Not in God’s Name is primarily a work of ancient biblical interpretation, but it begins with contemporary social theory. Sacks calls evil committed in the name of a sacred cause “altruistic evil,” the kind that turns “ordinary non-psychopathic people into cold-blooded murderers.” They slaughter with delight, confident that they are doing God’s work. The problem is not religion, per se; as the twentieth century’s body count from totalitarian regimes makes clear, substitutes for religion lead to more violence. Rather, it comes from two factors: our “groupishness” – the fact that we are dependent, relational animals – and dualism. Our social nature leads us not only to altruism (usually directed toward members of our group), but also to suspicion and aggression toward outsiders.
Religion is implicated as the most powerful source of group identity many have. And religion offers a way to explain why the world is not as it should be. If these explanations retain a complexity matching the world’s, they can be healthy. The problem arises, Sacks argues, when they become pathologically dualistic – when the evil in the world is monochromatically attributed to “them.” This kind of dualism dehumanizes opponents and allows believers to see themselves always as victims, irrespective of evidence to the contrary.

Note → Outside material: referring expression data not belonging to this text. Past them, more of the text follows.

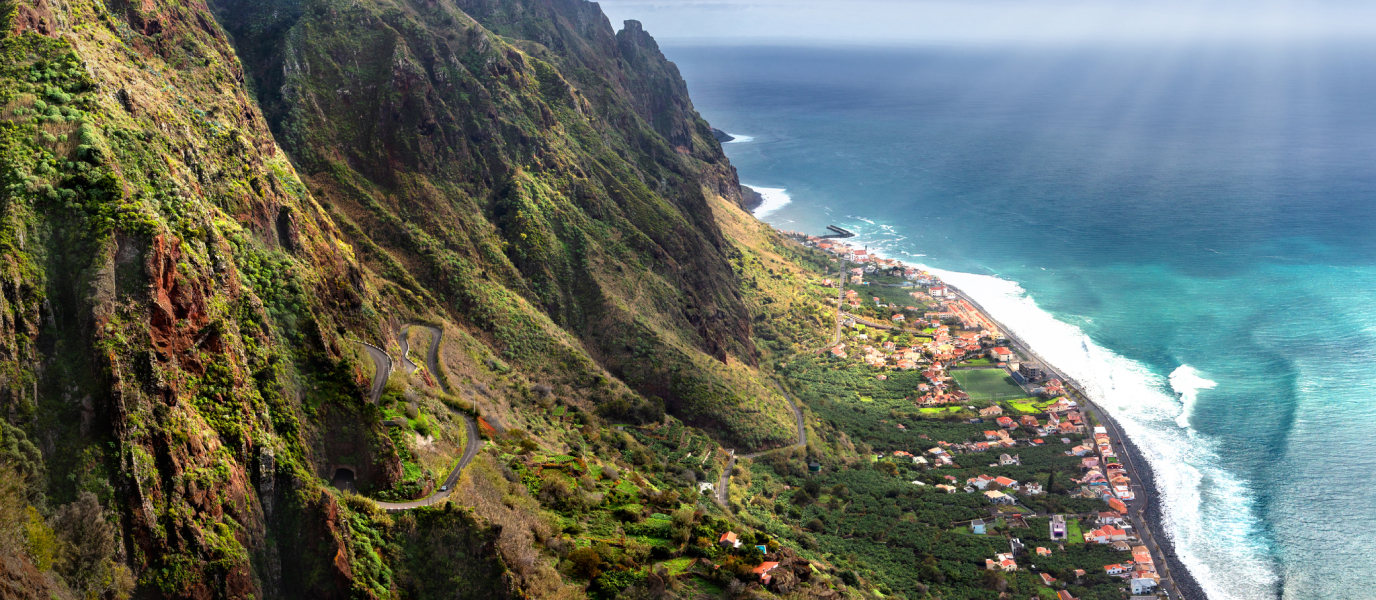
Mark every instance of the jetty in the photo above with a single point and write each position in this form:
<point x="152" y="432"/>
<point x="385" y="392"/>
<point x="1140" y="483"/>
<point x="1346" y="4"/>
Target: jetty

What is it that makes dualism pathological? Here Sacks borrows from the French theorist René Girard (1923–2015), who argued that societies begin with murder and violence between two figures or groups. The most effective way to resolve that violence, according to Girard, is to blame it on a third, the scapegoat. Sacrificing the outsider allows both sides to feel that justice has been done, but not at the expense of either group. Religion performs the important task of casting out and ending the violence that would otherwise rend society asunder. But Girard’s theory has a second part. The violence comes in the first place from mimetic desire: desire that imitates the desire of another (think of Cain and Abel). Sibling rivalry – the desire to have what your brother has and be what he is – lies at the heart of our conflicts.